Russia’s transfer of Ukrainian children to areas under its control in Ukraine as well as to its own territory constitutes a “war crime”, a group of UN investigators said Thursday, which also points to possible crimes. against humanity.
Regarding the accusations of “genocide”, the group of investigators “did not notice”, told journalists Erik Mose, one of the three commissioners in charge of the investigations, stressing however “that certain aspects can raise questions concerning this crime “.
“We will continue these investigations if our mandate is extended” in early April by the Human Rights Council, he promised, on the occasion of the publication of the first report of the group he chairs.

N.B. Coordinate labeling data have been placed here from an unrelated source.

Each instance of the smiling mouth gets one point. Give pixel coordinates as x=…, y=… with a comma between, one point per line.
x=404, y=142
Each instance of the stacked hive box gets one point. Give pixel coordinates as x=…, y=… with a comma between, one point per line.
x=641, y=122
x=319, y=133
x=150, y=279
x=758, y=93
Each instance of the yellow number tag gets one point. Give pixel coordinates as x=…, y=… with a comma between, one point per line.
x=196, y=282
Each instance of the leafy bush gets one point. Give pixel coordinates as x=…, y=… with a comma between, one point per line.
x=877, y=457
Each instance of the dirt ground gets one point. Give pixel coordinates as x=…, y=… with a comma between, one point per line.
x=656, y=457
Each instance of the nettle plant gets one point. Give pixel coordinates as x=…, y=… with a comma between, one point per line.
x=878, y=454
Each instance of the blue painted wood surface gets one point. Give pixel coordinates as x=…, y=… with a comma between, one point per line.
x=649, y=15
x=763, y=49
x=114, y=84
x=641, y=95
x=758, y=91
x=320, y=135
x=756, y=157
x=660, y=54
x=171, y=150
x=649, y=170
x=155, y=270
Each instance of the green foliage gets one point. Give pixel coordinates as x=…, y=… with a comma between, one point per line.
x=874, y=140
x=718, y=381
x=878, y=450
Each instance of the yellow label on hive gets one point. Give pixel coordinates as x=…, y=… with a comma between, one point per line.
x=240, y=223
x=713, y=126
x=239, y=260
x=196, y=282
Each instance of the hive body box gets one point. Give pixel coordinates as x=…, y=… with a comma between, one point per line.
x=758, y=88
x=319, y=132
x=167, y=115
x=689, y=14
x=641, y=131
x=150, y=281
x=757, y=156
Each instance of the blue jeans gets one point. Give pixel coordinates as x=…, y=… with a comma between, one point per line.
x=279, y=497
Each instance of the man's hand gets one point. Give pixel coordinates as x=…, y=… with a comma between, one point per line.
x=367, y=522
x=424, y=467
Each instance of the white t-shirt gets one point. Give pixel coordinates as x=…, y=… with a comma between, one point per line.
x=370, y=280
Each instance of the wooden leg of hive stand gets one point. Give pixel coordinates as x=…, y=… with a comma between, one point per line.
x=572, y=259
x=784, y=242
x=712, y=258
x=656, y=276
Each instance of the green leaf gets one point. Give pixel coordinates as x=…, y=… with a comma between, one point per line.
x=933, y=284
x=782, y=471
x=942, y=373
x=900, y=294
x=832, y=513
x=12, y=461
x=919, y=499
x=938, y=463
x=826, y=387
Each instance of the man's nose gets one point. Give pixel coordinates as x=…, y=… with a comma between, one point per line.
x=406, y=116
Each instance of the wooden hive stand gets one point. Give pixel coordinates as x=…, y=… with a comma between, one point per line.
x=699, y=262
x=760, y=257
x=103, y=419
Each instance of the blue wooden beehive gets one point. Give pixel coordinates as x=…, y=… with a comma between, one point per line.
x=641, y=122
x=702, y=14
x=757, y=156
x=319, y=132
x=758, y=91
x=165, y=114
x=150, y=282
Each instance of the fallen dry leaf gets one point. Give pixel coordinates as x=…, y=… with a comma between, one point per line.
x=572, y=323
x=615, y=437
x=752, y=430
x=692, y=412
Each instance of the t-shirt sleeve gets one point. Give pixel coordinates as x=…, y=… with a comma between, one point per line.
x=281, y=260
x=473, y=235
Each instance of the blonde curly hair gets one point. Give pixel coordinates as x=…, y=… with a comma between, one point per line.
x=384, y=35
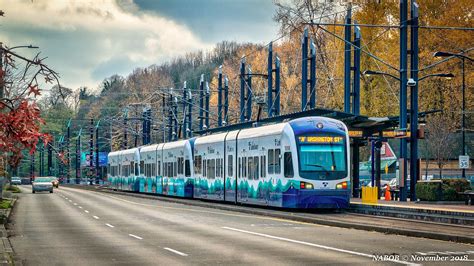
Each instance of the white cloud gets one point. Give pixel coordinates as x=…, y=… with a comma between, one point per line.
x=80, y=36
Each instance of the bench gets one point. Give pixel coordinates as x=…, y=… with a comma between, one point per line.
x=468, y=195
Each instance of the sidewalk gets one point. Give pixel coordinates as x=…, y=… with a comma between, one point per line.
x=6, y=251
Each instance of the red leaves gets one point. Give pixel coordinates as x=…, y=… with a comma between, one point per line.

In this document, the Commission of Inquiry concludes that “the situations it examined concerning the transfer and deportation of children, within Ukraine and to the Russian Federation respectively, violate international humanitarian law and constitute a war crime”.
According to kyiv, 16,221 children were deported to Russia until the end of February, figures which the Commission could not verify. But she points to the legal and political measures taken by Russian officials regarding the transfer of Ukrainian children, and the presidential decree in May 2022 facilitating the granting of Russian citizenship to certain children.
Reacting to the report, German Ambassador to Geneva Katharina Stasch called the Russian crimes “heinous”: “That is why we want to explicitly include the investigation of child abductions in the new mandate of the commission of investigation “.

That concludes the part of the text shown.